The other languages I know at least 30 useful daily words in are Dutch and Portuguese.
I took courses in Arabic at university and at community centres. I'm sure I know well over 30 words, from vulgar words like "zob" and far worse to Muslim religious concepts, but I've forgotten too much daily vocabulary. Those kitschy little lessons about "buying fruit at the market" are actually useful. I look back at my lesson books; since I'm a visual artist my calligraphy is beautiful, but I've also forgotten a lot of written words. Would like to have time to get back to Arabic, but I've had to study European languages for more practical reasons. I can't reasonably be able to work in Arabic before I'm too old.
I really urge younger people to learn at least one major language that is not of European origin. Tillystar, which spoken Chinese language do you speak? Yeah, I'm jealous of that and Arabic.
Had just sent an e-mail to a friend in Paris who was born in Brazil to Jewish Viennese exilees; he speaks at least 12 languages with decent fluency but he is rather a phenomenon in that respect, and not just because he grew up speaking German and Portuguese.
happytraveller, it is always controversial whether certain tongues are languages or dialects. Do people also write in Swiss German? (I'm thinking literary works).
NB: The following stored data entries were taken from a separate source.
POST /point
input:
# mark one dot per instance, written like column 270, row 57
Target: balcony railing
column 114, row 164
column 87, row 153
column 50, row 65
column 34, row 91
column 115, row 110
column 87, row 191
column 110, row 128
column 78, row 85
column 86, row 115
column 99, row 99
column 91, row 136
The Swiss newspapers I've read are in standard German, of course there are some differences such as ss rather than ß and I think there are more loadwords from French, but those don't seen any more different than a French Swiss text would be with regard to one from France (numbers etc).
There is no problem for people from France or other French-speaking countries to understand our TV or radio broadcasts, read books or newspapers or understand educated speakers here, but I could see people from elsewhere in the French-speaking world having considerable problems understanding some rural or less-educated people who speak "joual" (full-on working-class or rural Québécois French).
|
|
|
Post by Deleted on Feb 3, 2010 17:37:06 GMT
Strange, since they speak Cantonese in Hong Kong... Ooops, yes, Cantonese, rather. I was always fascinated when he wrote in Chinese.
|
|
|
Post by Deleted on Feb 3, 2010 17:38:47 GMT
Some of the words that I counted are not only not very useful but not very nice at all, like 'zob' in Arabic. The amount of swear words I know in French are quite embarrassing.
|
|
|
Post by happytraveller on Feb 4, 2010 8:05:16 GMT
happytraveller, it is always controversial whether certain tongues are languages or dialects. Do people also write in Swiss German? (I'm thinking literary works). The Swiss newspapers I've read are in standard German, of course there are some differences such as ss rather than ß and I think there are more loadwords from French, but those don't seen any more different than a French Swiss text would be with regard to one from France (numbers etc). Oh no it is much more different than French and Swiss French. Swissgerman is officially not a written language, (even though it exists) you are right, all newspapers are in high german. We've had this discussion on an other forum and I started writing some sentences in swiss german and the germans had no clue what I was talking about. Of course some words are similar, even identical, others are completely different and we structure the sentence a bit different. I have realised that some germans think they can understand swiss german, not realising that they hear swiss germans speaking GERMAN, with a swiss accent though. Quite funny ! ;D
|
|
|
Post by Deleted on Feb 4, 2010 8:22:02 GMT
I have heard that Swiss-German is quite close to Alsatian, but I don't know how close...
|
|
|
Post by happytraveller on Feb 4, 2010 9:51:21 GMT
It is closer to the dialect they speak in the black forest, they can usually understand us.